We are presently doing battle with the indicators. The back ones are fine and all connected they flash at the correct speed. It is just that the front ones are both on solid when the indictors aren't on. It seems from posts on here this is a frequent problem so I guess that is the way they come. Found an old post on here about connecting the front indicators to the back ones instead which we are going to try but just wondering if that will get them flashing at the wrong speed again (we don't have internal witing drawing for relay so not sure how it is connected up inside), time for a bit of trial and error I think.
Others may be wiser, but, is this not used as " running lights " system, i have the same on my MK3, and it's no problem, everything all works fine, and it didn't upset the MOT guy, so it may prove useful to leave as is, anything that makes you stand out to the Numpty, car drivers has to be a good thing.
Mike
Re: Hi peeps
Posted: 26 Nov 2009, 19:30
by hpm
Well that went as expected, they flash double time when you connect the front to the back ones. We tried other watt lamps but no change.
We tried disconnecting a whole load of different connections in to the relay, one at a time, to see if we could find the 12v input that keeps the front ones on but it must be some internal connection as it either worked the same way or didn't work at all.
We have done a fair amount of metering out and incase it is of any use to anyone else we got the following from the outputs.
The blue/black wire does the display on the penel to show the indicators are on
The light blue/black is the front right indicator
The light blue/white is the rear right indicator
The orange/black is the front left indicator
The orange/white is the rear left indicator
I would take a guess the black wire is the 12 volt supply for the relay
And I am not sure about the grey?
Wire colours….…..no indication……Left indicator on………..Right indicator off
blue/black………...…..0 volts……….fluctuating voltage…………fluctuating voltage
light blue/black …...12 volts…………….12 volts………….....…….fluctuating voltage
light blue/white.......0 volts………………0 volts…………….....….flucuating voltage
grey……………….......12 volts….….fluctuating voltage……..……fluctuating voltage
black………….....…….12 volts……………..12 volts……………….....……12 volts
orange/black……..….12 volts……….fluctuating voltage………………12 volts
orange/white….……..0 volts………..fluctuating voltage……………….0 volts
Should I have posted this in the technical bit??
Back to the drawing board
Re: Hi peeps
Posted: 31 Dec 2009, 10:14
by hpm
[quote="knackeredMk1"]Seeing as the AR is the tallest and firmest suspended of the CRMs - How about swapping your AR to your OH and buying a Mk1 for yourself. You get 15mm less ride height and softer suspension into the bargain :?: .[/quote]

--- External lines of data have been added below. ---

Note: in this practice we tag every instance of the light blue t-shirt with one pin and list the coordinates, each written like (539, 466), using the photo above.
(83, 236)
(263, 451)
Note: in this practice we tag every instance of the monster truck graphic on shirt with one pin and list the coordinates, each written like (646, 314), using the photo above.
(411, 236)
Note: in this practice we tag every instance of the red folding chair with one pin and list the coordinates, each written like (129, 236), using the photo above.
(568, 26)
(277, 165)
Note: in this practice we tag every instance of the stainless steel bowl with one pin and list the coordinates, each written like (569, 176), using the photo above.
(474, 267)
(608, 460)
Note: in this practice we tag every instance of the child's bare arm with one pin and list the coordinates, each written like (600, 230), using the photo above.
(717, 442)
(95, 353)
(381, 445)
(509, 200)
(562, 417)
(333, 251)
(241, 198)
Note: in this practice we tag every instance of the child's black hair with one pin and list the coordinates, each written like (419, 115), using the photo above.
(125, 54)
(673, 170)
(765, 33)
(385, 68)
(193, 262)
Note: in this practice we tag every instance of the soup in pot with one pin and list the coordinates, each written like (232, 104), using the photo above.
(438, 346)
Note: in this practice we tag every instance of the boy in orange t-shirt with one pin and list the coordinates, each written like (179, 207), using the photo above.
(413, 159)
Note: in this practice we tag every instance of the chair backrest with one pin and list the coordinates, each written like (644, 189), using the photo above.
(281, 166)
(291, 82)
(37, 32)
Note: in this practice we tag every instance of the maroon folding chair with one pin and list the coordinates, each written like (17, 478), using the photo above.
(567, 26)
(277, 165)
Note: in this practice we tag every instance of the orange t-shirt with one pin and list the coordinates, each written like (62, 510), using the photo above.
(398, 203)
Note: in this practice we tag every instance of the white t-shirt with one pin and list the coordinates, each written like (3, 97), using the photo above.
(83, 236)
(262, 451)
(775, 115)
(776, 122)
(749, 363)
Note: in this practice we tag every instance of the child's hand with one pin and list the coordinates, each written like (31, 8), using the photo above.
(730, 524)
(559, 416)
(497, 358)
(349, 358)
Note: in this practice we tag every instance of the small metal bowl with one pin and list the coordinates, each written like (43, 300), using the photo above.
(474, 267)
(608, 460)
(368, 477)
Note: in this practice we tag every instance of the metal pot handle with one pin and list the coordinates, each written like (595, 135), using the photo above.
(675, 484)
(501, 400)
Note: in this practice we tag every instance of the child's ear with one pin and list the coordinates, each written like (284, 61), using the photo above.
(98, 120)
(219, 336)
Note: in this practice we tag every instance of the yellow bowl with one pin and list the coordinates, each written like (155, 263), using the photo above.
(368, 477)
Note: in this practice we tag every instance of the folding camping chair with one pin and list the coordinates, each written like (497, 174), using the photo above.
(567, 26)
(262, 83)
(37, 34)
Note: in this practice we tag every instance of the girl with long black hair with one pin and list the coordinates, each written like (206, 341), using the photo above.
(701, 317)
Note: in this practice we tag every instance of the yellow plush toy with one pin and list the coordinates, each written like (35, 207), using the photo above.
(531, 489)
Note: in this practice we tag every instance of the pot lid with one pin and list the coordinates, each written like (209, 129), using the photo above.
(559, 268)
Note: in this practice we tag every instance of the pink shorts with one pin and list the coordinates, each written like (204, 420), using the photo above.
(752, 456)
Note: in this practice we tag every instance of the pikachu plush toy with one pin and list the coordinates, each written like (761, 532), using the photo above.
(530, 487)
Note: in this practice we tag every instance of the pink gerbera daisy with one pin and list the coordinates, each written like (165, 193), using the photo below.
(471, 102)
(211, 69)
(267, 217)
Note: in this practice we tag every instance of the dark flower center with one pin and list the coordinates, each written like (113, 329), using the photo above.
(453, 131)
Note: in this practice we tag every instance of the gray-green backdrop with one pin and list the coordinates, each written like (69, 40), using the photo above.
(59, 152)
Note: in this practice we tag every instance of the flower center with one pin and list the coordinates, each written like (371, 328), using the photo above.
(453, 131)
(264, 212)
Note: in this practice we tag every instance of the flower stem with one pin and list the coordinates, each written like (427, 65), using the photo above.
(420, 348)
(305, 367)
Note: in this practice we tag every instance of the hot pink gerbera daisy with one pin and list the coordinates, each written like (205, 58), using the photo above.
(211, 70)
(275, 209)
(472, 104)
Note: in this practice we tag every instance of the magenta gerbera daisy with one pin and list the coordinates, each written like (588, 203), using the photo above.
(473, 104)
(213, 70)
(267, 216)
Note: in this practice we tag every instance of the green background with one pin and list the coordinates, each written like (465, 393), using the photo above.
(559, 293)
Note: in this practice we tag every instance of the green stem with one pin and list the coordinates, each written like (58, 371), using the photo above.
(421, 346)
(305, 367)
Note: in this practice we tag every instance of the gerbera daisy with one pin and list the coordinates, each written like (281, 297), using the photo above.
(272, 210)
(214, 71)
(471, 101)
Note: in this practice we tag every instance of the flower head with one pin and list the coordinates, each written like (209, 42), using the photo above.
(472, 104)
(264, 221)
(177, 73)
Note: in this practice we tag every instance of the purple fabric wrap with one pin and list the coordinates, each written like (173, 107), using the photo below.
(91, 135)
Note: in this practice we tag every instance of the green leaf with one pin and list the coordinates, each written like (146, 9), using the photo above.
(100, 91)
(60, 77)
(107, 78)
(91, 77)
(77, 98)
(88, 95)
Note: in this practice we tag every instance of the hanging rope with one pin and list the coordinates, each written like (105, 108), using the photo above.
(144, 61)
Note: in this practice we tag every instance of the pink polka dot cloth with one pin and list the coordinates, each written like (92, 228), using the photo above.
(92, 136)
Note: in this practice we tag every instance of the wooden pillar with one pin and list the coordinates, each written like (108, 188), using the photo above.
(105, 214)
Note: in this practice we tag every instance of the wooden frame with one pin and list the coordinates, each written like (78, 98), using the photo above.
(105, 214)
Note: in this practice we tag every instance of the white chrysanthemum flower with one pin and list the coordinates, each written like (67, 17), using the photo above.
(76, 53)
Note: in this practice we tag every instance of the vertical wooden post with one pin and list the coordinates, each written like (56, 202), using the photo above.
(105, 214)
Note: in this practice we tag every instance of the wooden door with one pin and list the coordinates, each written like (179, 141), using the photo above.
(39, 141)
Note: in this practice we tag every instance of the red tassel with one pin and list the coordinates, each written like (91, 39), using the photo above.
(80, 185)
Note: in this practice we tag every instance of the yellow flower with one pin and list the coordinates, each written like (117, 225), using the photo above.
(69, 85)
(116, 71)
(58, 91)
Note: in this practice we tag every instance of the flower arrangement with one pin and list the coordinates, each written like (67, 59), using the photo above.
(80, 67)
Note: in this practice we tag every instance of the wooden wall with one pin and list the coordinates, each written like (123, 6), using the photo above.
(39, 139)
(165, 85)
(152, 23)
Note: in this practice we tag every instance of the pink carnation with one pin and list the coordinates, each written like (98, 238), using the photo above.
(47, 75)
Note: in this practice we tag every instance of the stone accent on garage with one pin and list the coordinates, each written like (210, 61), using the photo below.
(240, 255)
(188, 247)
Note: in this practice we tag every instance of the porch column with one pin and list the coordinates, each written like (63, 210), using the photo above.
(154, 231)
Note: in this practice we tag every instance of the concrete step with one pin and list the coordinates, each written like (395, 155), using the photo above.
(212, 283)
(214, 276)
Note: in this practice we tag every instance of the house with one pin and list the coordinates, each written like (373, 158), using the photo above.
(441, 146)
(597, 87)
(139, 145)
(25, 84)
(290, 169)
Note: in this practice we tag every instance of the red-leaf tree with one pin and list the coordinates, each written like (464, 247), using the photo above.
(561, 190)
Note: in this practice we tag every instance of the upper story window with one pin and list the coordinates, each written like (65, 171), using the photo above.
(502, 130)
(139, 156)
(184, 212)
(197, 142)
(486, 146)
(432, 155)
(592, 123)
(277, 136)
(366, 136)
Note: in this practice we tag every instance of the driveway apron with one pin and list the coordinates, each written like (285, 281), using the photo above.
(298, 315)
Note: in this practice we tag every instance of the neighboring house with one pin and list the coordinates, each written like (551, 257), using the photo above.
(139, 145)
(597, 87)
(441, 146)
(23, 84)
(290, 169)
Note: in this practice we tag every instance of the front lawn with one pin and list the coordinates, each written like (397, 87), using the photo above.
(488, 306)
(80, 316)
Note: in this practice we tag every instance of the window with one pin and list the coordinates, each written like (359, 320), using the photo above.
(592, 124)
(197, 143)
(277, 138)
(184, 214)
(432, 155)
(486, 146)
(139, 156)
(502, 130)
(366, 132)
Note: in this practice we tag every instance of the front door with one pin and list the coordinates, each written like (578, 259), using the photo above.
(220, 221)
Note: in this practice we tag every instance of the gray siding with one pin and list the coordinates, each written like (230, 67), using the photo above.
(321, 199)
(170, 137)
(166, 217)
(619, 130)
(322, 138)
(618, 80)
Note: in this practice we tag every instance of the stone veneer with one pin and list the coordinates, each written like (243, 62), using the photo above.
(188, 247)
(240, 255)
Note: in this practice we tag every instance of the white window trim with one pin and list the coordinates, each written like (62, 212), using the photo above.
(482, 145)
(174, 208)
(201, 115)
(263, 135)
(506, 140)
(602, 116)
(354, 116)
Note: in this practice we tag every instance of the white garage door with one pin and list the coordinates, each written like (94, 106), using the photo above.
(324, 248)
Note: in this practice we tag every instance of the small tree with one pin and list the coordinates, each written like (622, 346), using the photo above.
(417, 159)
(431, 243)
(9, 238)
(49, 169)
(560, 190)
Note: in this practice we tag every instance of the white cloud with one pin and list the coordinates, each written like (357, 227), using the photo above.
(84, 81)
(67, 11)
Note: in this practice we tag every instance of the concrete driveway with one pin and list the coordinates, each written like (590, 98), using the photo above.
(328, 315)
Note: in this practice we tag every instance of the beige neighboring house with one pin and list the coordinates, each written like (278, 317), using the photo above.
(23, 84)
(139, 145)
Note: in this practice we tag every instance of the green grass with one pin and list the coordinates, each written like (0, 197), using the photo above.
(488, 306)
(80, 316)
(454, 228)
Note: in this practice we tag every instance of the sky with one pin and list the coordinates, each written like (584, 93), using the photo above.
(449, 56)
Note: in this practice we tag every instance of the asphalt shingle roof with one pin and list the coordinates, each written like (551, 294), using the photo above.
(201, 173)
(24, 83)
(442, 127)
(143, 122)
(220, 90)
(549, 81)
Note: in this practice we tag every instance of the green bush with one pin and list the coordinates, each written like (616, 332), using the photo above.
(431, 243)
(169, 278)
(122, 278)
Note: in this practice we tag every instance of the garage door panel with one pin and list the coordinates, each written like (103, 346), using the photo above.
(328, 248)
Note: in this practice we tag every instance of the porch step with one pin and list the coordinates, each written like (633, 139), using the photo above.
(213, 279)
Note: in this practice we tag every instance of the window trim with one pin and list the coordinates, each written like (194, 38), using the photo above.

Had a very productive chrimbo and came back from 5 days at my folks place in Surrey with Boredus's CRM MK2 which feels massively different to the height of the AR which my OH was more than happy to take over.
Just have to sort out a slight wiring glitch before having a spin around the lanes, was going to have a go around our field but it has road tyres and had no grip at all. The rear brake light only works when you don't have the lights on. With the lights on when you brake the speedo light flickers but nothing on the rear unit. Hoping to have time to look at it tonight before OH's family descend for a few days as it seems likely someone has managed to put both the brake light wires and rear light wires into the same connector and it is feeding back to the speedo light which should be easiy enough to sort.